It did for one mad moment pass through my mind to say, ‘Your wife’s maiden name wouldn’t happen to be Peachley would it?’ But the question was redundant. I had not the slightest doubt it was her.
Changed beyond recognition, but her. Her. Oh yes, her.
I surely don’t need to explain how I knew. Magnetism, that’s how. The same way a bird born on the Manchester Ship Canal knows, come September, the quickest route to the Zambezi.
For a millionth of a second I ceased to be a living person. For a millionth of a second I was medically dead. No human frame could have turned-that cold and gone on harbouring life. But let no one tell you differently — worse by far than the moment of death is the moment of resurrection. A terrible nausea seized me, as though nothing I had ever done or felt had the slightest meaning. I am still not sure how I managed to stay upright.
And her? From her not a flicker.
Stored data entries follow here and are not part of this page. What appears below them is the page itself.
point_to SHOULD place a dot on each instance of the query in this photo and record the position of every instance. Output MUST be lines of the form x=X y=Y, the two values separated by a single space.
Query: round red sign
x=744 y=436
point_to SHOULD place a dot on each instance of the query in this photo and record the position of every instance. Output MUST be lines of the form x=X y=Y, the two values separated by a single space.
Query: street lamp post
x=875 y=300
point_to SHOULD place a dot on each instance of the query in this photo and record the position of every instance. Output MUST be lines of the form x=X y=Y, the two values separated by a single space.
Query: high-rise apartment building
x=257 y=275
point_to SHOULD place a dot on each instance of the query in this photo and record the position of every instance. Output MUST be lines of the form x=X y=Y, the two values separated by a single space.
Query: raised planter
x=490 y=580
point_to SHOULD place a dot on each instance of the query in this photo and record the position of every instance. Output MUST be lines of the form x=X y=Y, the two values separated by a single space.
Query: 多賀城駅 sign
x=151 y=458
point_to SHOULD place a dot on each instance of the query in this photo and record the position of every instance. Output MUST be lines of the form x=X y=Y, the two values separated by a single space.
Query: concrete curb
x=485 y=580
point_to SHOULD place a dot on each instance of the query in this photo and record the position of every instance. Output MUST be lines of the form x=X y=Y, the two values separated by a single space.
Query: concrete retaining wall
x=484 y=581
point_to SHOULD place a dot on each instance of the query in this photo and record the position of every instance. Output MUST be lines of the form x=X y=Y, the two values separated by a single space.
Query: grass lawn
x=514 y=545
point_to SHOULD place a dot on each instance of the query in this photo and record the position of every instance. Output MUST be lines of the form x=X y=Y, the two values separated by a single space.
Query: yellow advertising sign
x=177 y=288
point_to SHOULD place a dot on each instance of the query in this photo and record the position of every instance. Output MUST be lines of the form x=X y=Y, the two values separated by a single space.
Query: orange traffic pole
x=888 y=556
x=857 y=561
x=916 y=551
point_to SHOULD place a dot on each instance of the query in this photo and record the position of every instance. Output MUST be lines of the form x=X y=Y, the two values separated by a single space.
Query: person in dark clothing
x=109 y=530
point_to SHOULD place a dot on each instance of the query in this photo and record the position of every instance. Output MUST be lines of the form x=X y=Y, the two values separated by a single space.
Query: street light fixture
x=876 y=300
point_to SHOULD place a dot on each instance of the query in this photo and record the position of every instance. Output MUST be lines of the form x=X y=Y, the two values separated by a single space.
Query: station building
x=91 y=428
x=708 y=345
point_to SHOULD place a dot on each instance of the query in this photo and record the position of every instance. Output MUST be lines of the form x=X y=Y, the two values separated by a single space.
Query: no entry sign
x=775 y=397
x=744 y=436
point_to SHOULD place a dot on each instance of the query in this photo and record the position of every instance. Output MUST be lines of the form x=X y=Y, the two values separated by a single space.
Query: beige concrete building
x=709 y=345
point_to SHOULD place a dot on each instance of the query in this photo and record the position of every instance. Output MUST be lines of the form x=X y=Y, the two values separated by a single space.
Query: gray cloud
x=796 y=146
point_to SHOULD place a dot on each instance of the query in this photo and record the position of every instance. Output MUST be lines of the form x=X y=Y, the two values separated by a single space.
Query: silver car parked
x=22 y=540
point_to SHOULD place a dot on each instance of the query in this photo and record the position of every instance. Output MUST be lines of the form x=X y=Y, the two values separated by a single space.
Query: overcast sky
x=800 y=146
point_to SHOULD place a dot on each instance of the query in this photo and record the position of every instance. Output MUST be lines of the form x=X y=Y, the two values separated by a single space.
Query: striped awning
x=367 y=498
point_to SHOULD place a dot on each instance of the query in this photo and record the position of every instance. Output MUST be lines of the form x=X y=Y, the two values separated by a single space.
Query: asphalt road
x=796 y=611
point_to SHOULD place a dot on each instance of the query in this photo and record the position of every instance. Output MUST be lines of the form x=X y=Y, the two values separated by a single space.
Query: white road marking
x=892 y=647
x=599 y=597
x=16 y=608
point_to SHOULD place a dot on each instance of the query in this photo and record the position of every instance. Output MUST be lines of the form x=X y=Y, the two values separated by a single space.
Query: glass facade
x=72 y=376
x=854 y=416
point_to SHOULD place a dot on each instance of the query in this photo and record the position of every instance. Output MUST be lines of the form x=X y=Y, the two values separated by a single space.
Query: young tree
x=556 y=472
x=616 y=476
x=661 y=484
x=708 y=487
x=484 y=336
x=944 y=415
Had a fly been resting upon her eyelid it would not have registered the slightest encouragement to be gone.
And had the fly been resting on her heart?
Ditto.
‘Well, good to see you, Phil,’ I said.
‘You too, Oliver.’ Then he laughed. ‘Maybe in another forty years.’
And I laughed. ‘Maybe.’
Then I bowed to Lorna.
And Lorna bowed to me.
Later in the day I was sitting thinking about my plane, looking at my watch and waiting for the men’s singles final to start, doubting whether I’d get to see it all, wondering if I cared, when I became conscious that Mr and Mrs Radic were taking up seats in the row behind me. I didn’t turn about to look. But I sensed them through my back, climbing over knees, fussing. Then I felt a hand — a woman’s hand, full of rings — quickly tousling my hair. No lingering. No pressure. Just the gentlest of ruffles. Such as you might give, without thinking, to a favourite child.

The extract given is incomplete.